Determination of Serum Amylase in Patients with Acute Pancreatitis: A Study of the Local Population
DOI:
https://doi.org/10.59644/oaphhar.1(1).241Keywords:
Acute Pancreatitis, Serum Amylase, Acute Abdominal Disorders, Diagnostic Significance, Hyperamylasemia, Correlation, Beckman Coulter AU-680.Abstract
Acute pancreatitis (AP) is a critical cause of acute abdominal pain that requires rapid diagnosis and management. Although serum amylase testing is widely used, its diagnostic specificity remains uncertain due to elevations in various non-pancreatic conditions. This study aimed to evaluate the clinical significance of serum amylase in diagnosing acute pancreatitis and to assess its relationship with demographic factors among a local population. A comparative study was conducted on 100 patients with confirmed acute pancreatitis and 50 healthy controls. Serum amylase levels were analyzed using the Beckman Coulter AU-680 automated analyzer, and data were statistically assessed using independent t-tests and Pearson correlation. Mean serum amylase levels were significantly higher in AP patients (471.89 ± 126.77 U/L) than in controls (54.68 ± 22.85 U/L; p < 0.001).

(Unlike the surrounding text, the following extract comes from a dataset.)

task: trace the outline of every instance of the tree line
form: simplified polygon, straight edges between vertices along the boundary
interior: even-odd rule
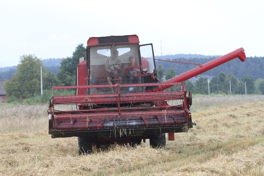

The highest mean levels were observed in the 41–50-year age group, with a weak but significant correlation between groups (r = 0.092, p < 0.0001). Serum amylase remains a valuable biochemical marker for diagnosing acute pancreatitis, though its limited specificity restricts its standalone diagnostic use. Findings support its continued application alongside lipase testing. Future studies should include larger multicenter samples and evaluate combined biomarkers to enhance diagnostic precision.